Labour bans ticket touts
I know too well the feeling of queuing online the moment tickets go on sale, only for them to sell out in a matter of seconds. Gigs and other cultural events are about human connection and a shared experience and they shouldn’t be reserved for those who can afford inflated prices. I welcome the government’s announcement that they will ban ticket touts. This will give you a fair shot at seeing the artists and teams you care about.
Ticket touting has grown into a shadow industry. Bots grab blocks of tickets before you even load the page and touts then flip them at sky-high prices on resale platforms. It shuts ordinary fans out, drains money from local venues and turns something joyful into something that feels rigged.
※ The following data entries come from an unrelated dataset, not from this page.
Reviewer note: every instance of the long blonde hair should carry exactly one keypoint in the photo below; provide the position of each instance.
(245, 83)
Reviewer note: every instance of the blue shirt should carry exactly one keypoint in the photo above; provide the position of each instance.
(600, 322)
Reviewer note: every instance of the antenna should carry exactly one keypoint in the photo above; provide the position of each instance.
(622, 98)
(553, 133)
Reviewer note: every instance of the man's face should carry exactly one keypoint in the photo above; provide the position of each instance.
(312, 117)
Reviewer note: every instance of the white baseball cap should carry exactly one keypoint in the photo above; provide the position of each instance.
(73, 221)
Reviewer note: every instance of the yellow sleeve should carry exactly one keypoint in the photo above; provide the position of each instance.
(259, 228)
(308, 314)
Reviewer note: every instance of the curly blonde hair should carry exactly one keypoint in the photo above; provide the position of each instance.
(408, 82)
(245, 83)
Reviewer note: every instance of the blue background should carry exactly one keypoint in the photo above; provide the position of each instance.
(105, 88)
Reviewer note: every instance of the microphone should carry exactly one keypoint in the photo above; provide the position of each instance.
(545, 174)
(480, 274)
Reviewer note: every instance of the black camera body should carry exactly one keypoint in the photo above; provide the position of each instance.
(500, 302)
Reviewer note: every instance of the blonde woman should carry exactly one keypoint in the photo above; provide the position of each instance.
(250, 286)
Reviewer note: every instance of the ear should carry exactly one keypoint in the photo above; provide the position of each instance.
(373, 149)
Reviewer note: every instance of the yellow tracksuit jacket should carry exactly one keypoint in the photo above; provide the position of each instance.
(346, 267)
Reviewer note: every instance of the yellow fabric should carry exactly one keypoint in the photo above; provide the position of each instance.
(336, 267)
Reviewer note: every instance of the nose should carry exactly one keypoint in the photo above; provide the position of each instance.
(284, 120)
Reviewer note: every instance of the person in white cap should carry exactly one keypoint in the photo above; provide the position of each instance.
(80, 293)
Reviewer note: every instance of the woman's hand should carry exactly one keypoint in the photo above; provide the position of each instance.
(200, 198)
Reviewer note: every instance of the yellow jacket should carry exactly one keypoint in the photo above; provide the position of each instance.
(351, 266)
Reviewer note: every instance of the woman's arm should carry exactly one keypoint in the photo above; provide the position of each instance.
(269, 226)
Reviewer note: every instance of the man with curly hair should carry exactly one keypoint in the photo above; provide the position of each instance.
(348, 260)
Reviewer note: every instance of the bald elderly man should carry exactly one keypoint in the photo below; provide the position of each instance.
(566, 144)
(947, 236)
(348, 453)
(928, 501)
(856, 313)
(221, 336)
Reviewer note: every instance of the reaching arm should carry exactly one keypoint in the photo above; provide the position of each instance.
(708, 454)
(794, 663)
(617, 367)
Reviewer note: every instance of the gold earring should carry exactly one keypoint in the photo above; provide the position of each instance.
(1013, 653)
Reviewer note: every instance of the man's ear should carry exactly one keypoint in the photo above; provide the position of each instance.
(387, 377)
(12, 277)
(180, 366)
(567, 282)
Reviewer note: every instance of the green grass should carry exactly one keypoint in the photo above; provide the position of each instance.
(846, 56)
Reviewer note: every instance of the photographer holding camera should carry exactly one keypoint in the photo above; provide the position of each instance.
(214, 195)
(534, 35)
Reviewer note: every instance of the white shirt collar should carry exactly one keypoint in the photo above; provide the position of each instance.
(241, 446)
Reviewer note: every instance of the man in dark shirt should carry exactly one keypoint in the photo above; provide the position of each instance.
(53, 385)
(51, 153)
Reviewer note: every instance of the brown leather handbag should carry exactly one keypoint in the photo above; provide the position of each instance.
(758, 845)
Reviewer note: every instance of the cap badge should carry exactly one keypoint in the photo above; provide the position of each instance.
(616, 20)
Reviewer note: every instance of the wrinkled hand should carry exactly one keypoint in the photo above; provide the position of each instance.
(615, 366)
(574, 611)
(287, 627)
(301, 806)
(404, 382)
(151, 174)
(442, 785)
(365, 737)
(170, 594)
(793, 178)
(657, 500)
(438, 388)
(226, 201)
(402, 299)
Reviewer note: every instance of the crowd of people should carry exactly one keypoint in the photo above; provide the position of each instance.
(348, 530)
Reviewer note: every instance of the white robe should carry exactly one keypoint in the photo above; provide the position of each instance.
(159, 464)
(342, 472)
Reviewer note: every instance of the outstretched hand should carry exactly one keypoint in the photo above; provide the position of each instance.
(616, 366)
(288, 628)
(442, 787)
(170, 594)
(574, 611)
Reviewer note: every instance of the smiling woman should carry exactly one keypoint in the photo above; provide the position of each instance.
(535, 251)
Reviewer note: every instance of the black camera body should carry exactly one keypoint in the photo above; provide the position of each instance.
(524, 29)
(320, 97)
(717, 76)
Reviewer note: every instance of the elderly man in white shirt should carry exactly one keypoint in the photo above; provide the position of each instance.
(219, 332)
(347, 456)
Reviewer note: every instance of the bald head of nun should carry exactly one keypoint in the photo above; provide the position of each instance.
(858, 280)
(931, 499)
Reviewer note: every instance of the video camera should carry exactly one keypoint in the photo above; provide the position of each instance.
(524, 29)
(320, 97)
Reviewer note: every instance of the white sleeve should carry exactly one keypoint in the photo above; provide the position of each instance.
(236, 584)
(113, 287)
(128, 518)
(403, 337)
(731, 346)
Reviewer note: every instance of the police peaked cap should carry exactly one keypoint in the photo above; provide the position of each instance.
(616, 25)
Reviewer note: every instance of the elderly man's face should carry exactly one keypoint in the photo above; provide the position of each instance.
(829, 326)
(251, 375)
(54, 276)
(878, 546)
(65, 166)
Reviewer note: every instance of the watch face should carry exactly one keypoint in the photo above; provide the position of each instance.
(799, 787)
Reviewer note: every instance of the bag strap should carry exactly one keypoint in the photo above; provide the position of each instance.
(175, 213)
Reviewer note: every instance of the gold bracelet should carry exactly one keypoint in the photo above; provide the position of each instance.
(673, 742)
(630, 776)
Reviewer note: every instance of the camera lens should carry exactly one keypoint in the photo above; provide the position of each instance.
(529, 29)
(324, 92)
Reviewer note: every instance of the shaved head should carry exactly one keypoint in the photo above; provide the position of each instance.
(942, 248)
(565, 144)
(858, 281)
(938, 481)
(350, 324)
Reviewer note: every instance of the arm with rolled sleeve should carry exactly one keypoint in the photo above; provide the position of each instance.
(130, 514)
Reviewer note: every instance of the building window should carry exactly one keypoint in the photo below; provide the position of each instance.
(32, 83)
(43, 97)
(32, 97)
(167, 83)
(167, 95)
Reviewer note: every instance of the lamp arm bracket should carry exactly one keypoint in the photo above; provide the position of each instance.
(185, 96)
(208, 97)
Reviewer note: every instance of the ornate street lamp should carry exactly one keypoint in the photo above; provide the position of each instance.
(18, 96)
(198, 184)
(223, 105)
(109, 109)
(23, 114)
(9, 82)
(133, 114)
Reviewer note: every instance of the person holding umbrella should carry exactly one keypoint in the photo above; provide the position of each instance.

The government is shutting this down with simple rules. No one is allowed to resell a ticket above its original price. Resale platforms must enforce that. Service fees are capped and people bulk-buying tickets won’t get away with it. These new rules will cover every platform that sells to UK fans.
This fixes a real problem. The Competition and Markets Authority found typical mark-ups of tickets on resale sites of more than 50% while Trading Standards has found tickets sold for six times their face value. That changes now with measures save fans around £112 million a year. On average you pay £37 less for a ticket – money that stays in your pocket.
Live events are vital to Blackpool. Our culture is built on live entertainment and local people should not be locked out by rip-off prices. This will be especially important if we get the world-class arena that almost 2,500 Blackpool residents have joined my call for. Locals must have affordable access to it.
Some parts of the ticketing industry have also created problems. Dynamic pricing has pushed costs up without warning and online queues can be confusing and lack pricing transparency. The government is pushing the sector to clean this up too. Fans will get clear pricing, proper notice of changes and honest labels on ticket types.
These new rules give us a fair market and will allow you to enjoy vital cultural experiences. Fans will know the game is no longer stacked against them, artists will know their fans get a fair chance to see them and venues can be confident that money stays in live events instead of flowing into the pockets of a handful of touts.
Live events should lift you up. They should give you memories you talk about for years. They should bring people together. With this ban in place, they will.